I don't sleep as well as a 19 year old should. I get tired in weird random moments of the day and sleep for long intervals.
And this is what I think is the worst part. In high school I had more energy, more determination, more motivation, this was a little over a year ago!! What happened?!?!?
I still have all the same old goals and dreams, inspirations, aspirations, nothing has changed, but its like having something in front of you, a glass half full, but its intangible. I have had depression before, this doe not feel like depression, I have nothing to be depressed about. I sort of feel alienated from my own body. I know my passion, my fire, should be there, is there, its just not burning brightly enough for me to find it. I don't know how I lost contact. I have all the reason to be as passionate if not more about life. Where is that zest I had? That extra special "sparkle"? My light?
I am 19, I should have an easier time losing weight than those older than I? I train, I should be losing like I did before. Why is it so difficult for me to keep going? It seems like an out of body experience for me.

Well I plan on continuing research in this area and will return shortly to discuss this area of my life soon.

These are links for my research:
http://drphil.com/shows/show/1263/

http://drphil.com/articles/article/119

http://www.oprah.com/slideshow/health/wellnessandprevention/slideshow1_ss_soh_200803

http://www.oprah.com/slideshow/oprahshow/20090128_tows_suzannesomers

Sunday, April 12, 2009

Sunday, April 12th, 2009

HAPPY EASTER!

It is a beautiful day to sit and reflect. I have been completely consumed by school and I finally have my release.

I must admit, it has been rather hard sticking to a strict diet. I was introduced by my cousin to a food plan called 0-5 eating. I have sort of been getting the hang of it. But it is hard to grasp.

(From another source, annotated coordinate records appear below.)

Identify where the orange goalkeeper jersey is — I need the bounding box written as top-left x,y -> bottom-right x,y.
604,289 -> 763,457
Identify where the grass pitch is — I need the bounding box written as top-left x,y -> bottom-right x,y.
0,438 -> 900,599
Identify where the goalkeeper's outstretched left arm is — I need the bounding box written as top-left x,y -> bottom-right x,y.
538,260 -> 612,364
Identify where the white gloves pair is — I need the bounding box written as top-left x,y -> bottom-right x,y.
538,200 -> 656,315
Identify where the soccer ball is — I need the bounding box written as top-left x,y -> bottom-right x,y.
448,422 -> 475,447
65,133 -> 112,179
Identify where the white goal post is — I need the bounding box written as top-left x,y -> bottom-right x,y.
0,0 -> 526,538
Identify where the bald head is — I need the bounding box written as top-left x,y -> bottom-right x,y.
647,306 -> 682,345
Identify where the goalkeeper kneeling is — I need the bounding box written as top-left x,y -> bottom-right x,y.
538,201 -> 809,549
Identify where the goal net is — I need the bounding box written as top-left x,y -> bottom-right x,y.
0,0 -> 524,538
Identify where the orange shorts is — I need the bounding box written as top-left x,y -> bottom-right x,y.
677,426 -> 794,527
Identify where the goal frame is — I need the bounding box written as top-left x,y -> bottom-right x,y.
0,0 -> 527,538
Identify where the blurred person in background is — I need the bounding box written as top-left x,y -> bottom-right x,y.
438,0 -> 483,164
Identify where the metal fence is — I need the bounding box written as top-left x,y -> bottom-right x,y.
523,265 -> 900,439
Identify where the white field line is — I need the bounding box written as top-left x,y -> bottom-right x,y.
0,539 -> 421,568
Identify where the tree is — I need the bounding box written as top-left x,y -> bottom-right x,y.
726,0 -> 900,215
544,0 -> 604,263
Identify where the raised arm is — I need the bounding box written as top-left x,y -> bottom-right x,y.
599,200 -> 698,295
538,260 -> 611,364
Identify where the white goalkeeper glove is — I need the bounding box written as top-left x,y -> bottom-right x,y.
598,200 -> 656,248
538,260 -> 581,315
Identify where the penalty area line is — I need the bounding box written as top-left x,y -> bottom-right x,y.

I am still working on losing weight, as I have some news.

I have 1 year and 10 months to get down to 150-165 pounds.

Weather this remains good news or bad, I am unsure.

There is no man involved (at least, no potential prospects involved in this decision for my dead line). Although I cannot deny that there is a man who I will be seeing around that time as he returns home from serving his mission, who I wouldn't mind him being a benefactor. (As I smile and wink as his face crosses my mind).
No it is far more, inclusive and imperative as I am preparing to receive a higher martial arts rank as well as to fight.

I am hopefully getting a job, during which I will save more than half of my money for school, but I also plan on buying herbal life to help speed up my process while I also work on the 0-5 eating. I also need to work out at least once a day, as I have been struggling with this due to the major lack of time and energy I have been inducing.

I am currently writing my biography as a requirement and I want to put a new picture of myself new self on it. I want people to read it. I want to inspire people. Help them want to change their lives for something better. But in order to do that, I must raise myself to higher ground. I must tread the water and make the way. I must walk the talk. I must be an example.

Unfortunately, I have gained all my weight back, another yet failed attempt. However, I am not saddened by it. That means I have crossed off yet another failed attempt. How many attempts can really be out there, one of them have got to work for me. I found it one time, I am sure I can find it again, I just have to remember. I feel change working inside of me. 180 pounds (approximately) is alot of weight to lose. If your looking at it in a broad perspective. But if I am just taking it one day at a time, I don't feel so insecure and worried about taking on such a big task.

I am going to make a "mission statement" soon, I will publish it when it is done.